San Jose could learn lesson from lease rescue
I was glad to hear that the Punch Line in San Francisco — in danger of losing its lease after 40 years — will survive to make people laugh for at least several more years. And it was interesting to see how the city rallied around a cultural treasure to ensure that a familiar story — big tech pushes out a small business — had a different ending.
It should be a lesson for San Jose, if not all of Santa Clara County, which has seen too many of our favorite theaters, restaurants, bars and mom-and-pop retailers disappear because of rising rents and encroaching development.
Google is often presented as the bad guy in these tales, but in the case of the Punch Line, the Mountain View search giant made it clear that in leasing space in the
comedy club’s building from landlord Morgan Stanley, it had no interest in causing the adjacent club to be shuttered.
But another key factor was that San Francisco has a Legacy Business Program, intended to help small businesses that have been around for at least 30 years (or 20 years in some cases) that contribute to the character of the city. The Punch Line joined about 200 other businesses on the Legacy Business Registry just hours before a new lease agreement was announced.

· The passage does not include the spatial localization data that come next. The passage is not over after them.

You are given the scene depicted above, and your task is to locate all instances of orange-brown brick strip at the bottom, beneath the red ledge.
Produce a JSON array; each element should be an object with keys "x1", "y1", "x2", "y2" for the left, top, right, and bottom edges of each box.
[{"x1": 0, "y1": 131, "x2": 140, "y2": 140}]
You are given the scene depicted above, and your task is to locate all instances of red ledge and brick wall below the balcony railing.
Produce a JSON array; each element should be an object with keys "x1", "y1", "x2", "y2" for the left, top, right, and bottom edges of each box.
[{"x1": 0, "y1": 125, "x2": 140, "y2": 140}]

If such a program existed in San Jose, it could help our cultural treasures — such as City Lights Theater Company, which continues to search for a new, permanent home because of the planned redevelopment of its theater on South Second Street, or the small-business tenants of City View Plaza who are being forced out this fall before that project is leveled. With BART’s construction and Google’s planned campus both expected to upend downtown in the next decade, longtime retailers and businesses could use all the help they can get.
And this isn’t just about downtown San Jose. What happens if the development bell tolls for La Villa or Hicklebee’s in Willow Glen or Mark’s Hot Dogs in East San Jose? In Palo Alto, the Stanford Theatre is probably safe, but what about the Aquarius? Could this have kept Wing’s open in San Jose’s Japantown?
Not every business can be saved (and not every one wants to be), but a program like San Francisco’s in the South Bay would go a long way toward letting small businesses and cultural venues know they’re appreciated and help is available when they need it.
NEW SPEAKER SERIES IN SAN JOSE >> Nature abhors a vacuum, and apparently that applies to the speaker circuit, too. With the discontinuation of the Celebrity Forum at De Anza College after 50 years (and the coming demolition of the Flint Center), a new speaker series is being launched in San Jose this fall.
The inaugural series at the downtown San Jose Civic — available by full season subscription only — kicks off Nov. 21 with Dr. Sanjay Gupta. Other speakers in the lineup are former Secretary of State Madeleine Albright (Dec. 5), astronaut Scott Kelly (Jan. 16), political strategists Donna Brazile and Michael Steele (Feb. 6), Bill Nye, “The Science Guy” (Feb. 12), arctic explorer and photographer Paul Nicklen (March 3), and former FBI Director James Comey (April 9).
The new venture is a partnership between a group that runs a similar series in Salt Lake City and Phoenix and the MPSF Speaker Series, which has had a successful run in Marin, Oakland and San Mateo. In a letter to MPSF subscribers, President Jim Weil said the loss of the Celebrity Forum was the major factor. “Our new series in San Jose will provide Silicon Valley and South Bay residents the opportunity to continue this long tradition,” he wrote, adding that he’ll be involved as an adviser in speaker selection.
Season tickets run $499 to $599, not counting venue fees. Get more details at www.sanjoseseries.com.